Our second point this morning is Resolution and is found in verses 5-13. This is what God’s Word says, “Now Lot, who went with Abram, also had flocks and herds and tents. And the land could not sustain them while dwelling together, for their possessions were so great that they were not able to remain together. And there was strife between the herdsmen of Abram’s livestock and the herdsmen of Lot’s livestock. Now the Canaanite and the Perizzite were dwelling in the land. So Abram said to Lot, “Please let there be no strife between you and me, nor between my herdsmen and your herdsmen, for we are brothers. Is not the whole land before you? Please separate from me; if to the left, then I will go to the right; or if to the right, then I will go to the left.” Lot lifted up his eyes and saw all the valley of the Jordan, that it was well watered everywhere like the garden of the Lord, like the land of Egypt as you go to Zoar, this was before the Lord destroyed Sodom and Gomorrah. So Lot chose for himself all the valley of the Jordan, and Lot journeyed eastward. Thus they separated from each other. Abram settled in the land of Canaan, while Lot settled in the cities of the valley, and moved his tents as far as Sodom. Now the men of Sodom were wicked exceedingly and sinners against the Lord.”

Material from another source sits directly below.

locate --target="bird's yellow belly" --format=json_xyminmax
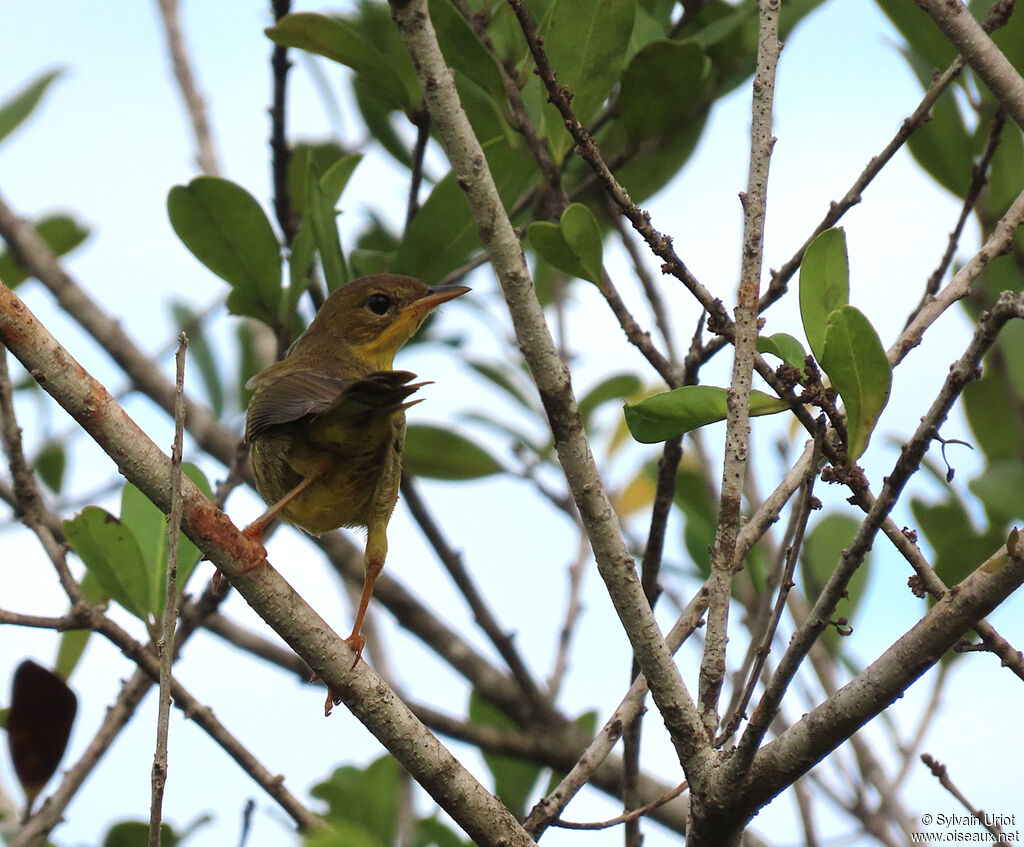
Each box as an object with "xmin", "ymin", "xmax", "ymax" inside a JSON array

As Abram pilgrimaged from the Negev to Bethel and Ai, Lot continues to go with him. It may be that Lot was considered to be Abram’s heir and so he traveled and stayed with Abram and Sarai. Lot has prospered probably as a result of being a relative of Abram and part of his entourage in the previous episode in Egypt. Earlier we are told that Abram had become very wealthy in livestock and in silver and gold and here we are told that Lot had flocks and herds and tents. They were both wealthy in livestock but where Abram was wealthier overall with silver and gold, Lot had wealth in “tents” probably meaning servants and possibly other family units.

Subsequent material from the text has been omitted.